OpenAI has completed a deal helping employees sell shares at a $500 billion valuation, making the ChatGPT owner the world’s largest startup and surpassing Elon Musk’s SpaceX.
Current and former OpenAI employees sold about $6.6 billion of stock to investors, reports Bloomberg.
The deal boosted the US company’s valuation well past its previous $300 billion level from a SoftBank-led financing round earlier this year. Investors in the transaction included Thrive Capital, SoftBank Group, Dragoneer Investment Group, Abu Dhabi’s MGX and T. Rowe Price.
OpenAI’s new valuation vaults it past SpaceX’s $400 billion valuation. The milestone comes as Sam Altman’s company negotiates with Microsoft to convert into a more traditional for-profit company from its original 2015 nonprofit structure.
The rapid rise underscores the investment frenzy surrounding artificial intelligence leaders. Though OpenAI has yet to turn a profit, the startup is helping fuel the infrastructure boom by signing deals with companies including Oracle and SK Hynix.
OpenAI faces mounting competitive pressure from rivals, including Google and Anthropic. Meta Platforms has recruited researchers aggressively from OpenAI for its “superintelligence” team, offering pay packages in the nine-figure range.
The secondary sale could help OpenAI incentivise staff to stay and turn down those compensation offers. The total stock sold fell short of the $10 billion-plus worth the company allowed for sale, potentially indicating employee confidence in long-term business viability.

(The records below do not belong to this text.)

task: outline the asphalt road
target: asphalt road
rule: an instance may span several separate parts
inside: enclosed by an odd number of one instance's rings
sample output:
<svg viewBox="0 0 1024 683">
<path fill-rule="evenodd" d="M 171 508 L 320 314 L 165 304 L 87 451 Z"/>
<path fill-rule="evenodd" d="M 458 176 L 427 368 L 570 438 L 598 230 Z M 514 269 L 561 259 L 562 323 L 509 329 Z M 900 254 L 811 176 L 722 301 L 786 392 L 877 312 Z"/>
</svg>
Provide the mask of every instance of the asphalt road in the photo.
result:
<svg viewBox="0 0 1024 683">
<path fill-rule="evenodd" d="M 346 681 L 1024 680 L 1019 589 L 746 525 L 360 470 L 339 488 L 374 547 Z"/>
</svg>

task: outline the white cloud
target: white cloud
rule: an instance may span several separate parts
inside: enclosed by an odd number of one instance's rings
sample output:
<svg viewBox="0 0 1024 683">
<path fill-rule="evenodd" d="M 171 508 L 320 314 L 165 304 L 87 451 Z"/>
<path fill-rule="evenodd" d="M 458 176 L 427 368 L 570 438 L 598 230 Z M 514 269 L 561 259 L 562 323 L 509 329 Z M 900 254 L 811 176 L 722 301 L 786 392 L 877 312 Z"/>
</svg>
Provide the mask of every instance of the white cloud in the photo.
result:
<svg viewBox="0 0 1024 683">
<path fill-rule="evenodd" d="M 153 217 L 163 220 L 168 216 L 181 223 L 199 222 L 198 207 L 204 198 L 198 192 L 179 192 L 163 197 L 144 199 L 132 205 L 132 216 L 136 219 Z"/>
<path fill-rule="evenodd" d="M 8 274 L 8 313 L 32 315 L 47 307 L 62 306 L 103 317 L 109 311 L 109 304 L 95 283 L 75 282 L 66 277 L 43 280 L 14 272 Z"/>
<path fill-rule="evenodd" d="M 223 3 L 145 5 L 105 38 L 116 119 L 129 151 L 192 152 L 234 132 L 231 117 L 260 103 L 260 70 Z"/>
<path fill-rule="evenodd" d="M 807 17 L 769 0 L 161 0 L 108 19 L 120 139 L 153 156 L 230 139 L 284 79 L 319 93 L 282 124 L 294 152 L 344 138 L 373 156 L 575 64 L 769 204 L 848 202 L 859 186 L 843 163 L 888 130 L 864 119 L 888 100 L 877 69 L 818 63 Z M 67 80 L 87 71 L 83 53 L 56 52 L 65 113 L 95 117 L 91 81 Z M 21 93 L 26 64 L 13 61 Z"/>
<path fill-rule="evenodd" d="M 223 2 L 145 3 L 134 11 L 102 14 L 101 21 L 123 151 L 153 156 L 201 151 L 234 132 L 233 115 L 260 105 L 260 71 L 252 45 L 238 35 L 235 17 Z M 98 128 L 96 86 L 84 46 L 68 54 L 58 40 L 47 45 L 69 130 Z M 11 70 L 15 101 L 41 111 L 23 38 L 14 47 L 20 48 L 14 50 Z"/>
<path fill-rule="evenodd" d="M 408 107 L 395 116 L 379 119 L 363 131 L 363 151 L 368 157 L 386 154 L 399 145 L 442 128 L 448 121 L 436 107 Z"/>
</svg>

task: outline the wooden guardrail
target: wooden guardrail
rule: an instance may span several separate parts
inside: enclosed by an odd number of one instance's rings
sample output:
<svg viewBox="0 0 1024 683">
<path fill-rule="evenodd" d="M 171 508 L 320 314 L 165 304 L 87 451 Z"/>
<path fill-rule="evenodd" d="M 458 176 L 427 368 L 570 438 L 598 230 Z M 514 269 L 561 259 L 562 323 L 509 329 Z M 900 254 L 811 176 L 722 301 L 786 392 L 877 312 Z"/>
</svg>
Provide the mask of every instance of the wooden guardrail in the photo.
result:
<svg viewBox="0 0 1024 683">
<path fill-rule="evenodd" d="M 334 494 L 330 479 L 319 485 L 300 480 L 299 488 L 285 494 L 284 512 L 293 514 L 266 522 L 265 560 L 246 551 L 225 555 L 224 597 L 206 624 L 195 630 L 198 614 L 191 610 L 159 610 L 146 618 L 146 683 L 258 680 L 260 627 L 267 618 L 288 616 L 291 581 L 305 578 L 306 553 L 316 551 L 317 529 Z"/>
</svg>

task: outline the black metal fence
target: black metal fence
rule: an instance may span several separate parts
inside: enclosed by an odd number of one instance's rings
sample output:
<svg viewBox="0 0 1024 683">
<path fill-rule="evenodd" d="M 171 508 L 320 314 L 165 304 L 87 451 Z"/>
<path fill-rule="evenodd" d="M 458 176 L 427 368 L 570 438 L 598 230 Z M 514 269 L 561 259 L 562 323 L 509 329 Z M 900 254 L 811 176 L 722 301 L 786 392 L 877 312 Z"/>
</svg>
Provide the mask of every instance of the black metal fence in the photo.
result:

Elon Musk, who co-founded OpenAI with Altman, has sued to stop the company’s restructuring. He claims OpenAI abandoned its founding purpose when it accepted billions in Microsoft backing starting in 2019, the year after he left the board.
In response to competition, OpenAI has launched new technology products, including open artificial intelligence models that can mimic human reasoning processes. The company released its most powerful GPT-5 model in August.